Editorial du « Monde ». C’est peu dire que la droite française est mal en point. Son candidat a été écarté du second tour de la présidentielle, une première sous la Ve République. Et, en six mois, Emmanuel Macron a méthodiquement siphonné une partie de ses électeurs, puis de ses cadres (avec la nomination d’Edouard ­Philippe, de Bruno Le Maire et de ­Gérald Darmanin à Matignon et à Bercy), enfin, de ses idées, d’ailleurs inassumées, comme la réforme du code du travail et la suppression de l’impôt de solidarité sur la fortune.
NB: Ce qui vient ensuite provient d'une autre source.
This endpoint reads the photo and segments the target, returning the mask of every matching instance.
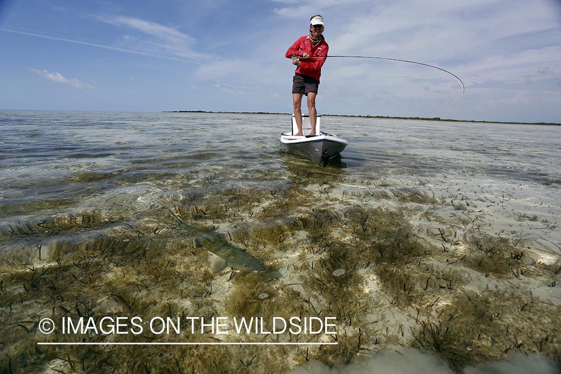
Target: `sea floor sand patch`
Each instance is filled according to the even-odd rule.
[[[224,238],[263,260],[269,269],[262,274],[210,274],[208,253],[192,246],[163,208],[116,224],[96,214],[86,231],[95,228],[103,240],[87,247],[77,240],[70,247],[59,240],[66,254],[49,252],[61,255],[42,258],[47,263],[16,266],[11,262],[16,257],[4,257],[10,265],[4,267],[0,305],[7,342],[4,367],[30,372],[51,363],[84,372],[94,367],[160,370],[164,367],[149,359],[157,355],[187,372],[280,373],[312,360],[334,367],[360,362],[396,345],[433,352],[458,370],[504,359],[511,352],[537,353],[559,363],[559,299],[544,292],[559,288],[554,285],[560,280],[555,262],[521,256],[527,242],[519,234],[493,236],[480,224],[487,211],[458,210],[461,198],[427,195],[419,188],[348,193],[347,188],[333,183],[217,190],[176,201],[186,221],[220,228]],[[318,195],[320,205],[309,198]],[[208,204],[210,200],[218,203]],[[464,215],[458,218],[457,211]],[[50,229],[62,238],[65,232],[72,237],[77,227],[84,228],[72,220],[58,222]],[[523,223],[528,231],[528,225],[541,224]],[[27,242],[30,236],[36,243],[49,239],[35,234],[33,225],[25,227],[31,231]],[[178,334],[145,328],[139,335],[57,331],[46,336],[38,330],[47,317],[75,322],[80,317],[114,316],[139,317],[145,327],[158,317],[205,318],[209,324],[202,330],[187,325]],[[208,322],[218,317],[224,318],[226,325],[220,328],[227,334],[217,334]],[[337,334],[266,333],[274,317],[333,317]],[[240,334],[234,333],[234,317],[264,322]],[[36,345],[69,340],[101,345]],[[338,344],[103,345],[133,341]],[[205,364],[209,362],[216,367]]]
Bref, la droite est à terre, affaiblie, déboussolée et fracturée. C’est tout l’enjeu du congrès des Républicains, en décembre : se reconstruire, refonder un projet, redéfinir une stratégie. Trois candidats briguent cette responsabilité. La filloniste Florence Portelli, le juppéiste Maël de Calan et le président de la région Auvergne-Rhône-Alpes, Laurent Wauquiez. Sans faire injure aux deux premiers, ce dernier semble assuré de l’emporter. Il a pour lui l’expérience, une solide implantation chez les militants, une ambition à toute épreuve et une indifférence manifeste aux animosités qu’il suscite chez ses « amis ».
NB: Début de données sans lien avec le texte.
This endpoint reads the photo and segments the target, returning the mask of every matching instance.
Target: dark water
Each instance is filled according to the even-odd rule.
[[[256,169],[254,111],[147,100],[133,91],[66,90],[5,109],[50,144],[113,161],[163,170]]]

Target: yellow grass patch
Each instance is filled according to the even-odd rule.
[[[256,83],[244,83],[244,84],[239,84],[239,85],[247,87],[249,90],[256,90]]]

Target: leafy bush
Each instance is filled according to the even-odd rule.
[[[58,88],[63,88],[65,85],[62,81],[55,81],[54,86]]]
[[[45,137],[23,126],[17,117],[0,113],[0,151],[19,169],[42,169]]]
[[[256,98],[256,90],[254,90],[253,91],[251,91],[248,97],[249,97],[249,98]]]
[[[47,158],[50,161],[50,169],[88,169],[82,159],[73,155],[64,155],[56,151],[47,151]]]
Pour quoi faire ? Il le martèle depuis des semaines et l’a répété, le 25 octobre, à Mandelieu-la-Napoule (Alpes-Maritimes), lors de son premier meeting de campagne : il entend incarner, demain, une droite qui « ne s’excuse plus » de l’être, une droite décomplexée qui « s’émancipe » enfin de la « pensée de gauche » supposée dominante et qui réaffirme fièrement ses valeurs. C’est-à-dire « les valeurs centrales de la France », « ce vieux pays si émouvant » qu’il préfère « au triste village global qui n’est que la vitrine déshumanisée d’un monde sans racine ». Contre la « trahison des élites » et face à un Emmanuel Macron prêt, selon lui, « à ce que, pour réussir, la France se renie », Laurent Wauquiez entend donc défendre « l’identité » de la France, menacée par les flux migratoires, le multiculturalisme, le communautarisme, le salafisme… et un « assistanat » généralisé qui mine notre modèle social.

Ce discours soulève deux questions. La première est qu’il n’est pas nouveau. C’est celui que tenait déjà le Nicolas Sarkozy de 2012, ressassé ensuite à l’identique par Jean-François Copé, puis repris, à sa manière, par François Fillon. A chaque fois, il a conduit à l’échec, car il définit une droite rabougrie, coupée d’une bonne partie de ses composantes libérales et ouvertes sur le monde, l’Europe et la modernité.

La seconde question est tout aussi embarrassante pour M. Wauquiez. Il jure, la main sur le cœur, qu’il ne fera jamais alliance avec le Front national (FN). Dont acte. Mais, en reprenant ses thèmes de prédilection et, souvent mot pour mot, son vocabulaire, jusqu’à la rhétorique des « racines » chère à l’extrême droite, il engage une démarche dont l’unique objectif semble être de reconquérir les électeurs de droite qui, préférant l’original à la copie, ont rejoint le FN.

On voit mal comment cette stratégie défensive, étriquée et, au sens strict du terme, réactionnaire pourrait permettre à la droite d’offrir, demain, une alternative crédible aux Français.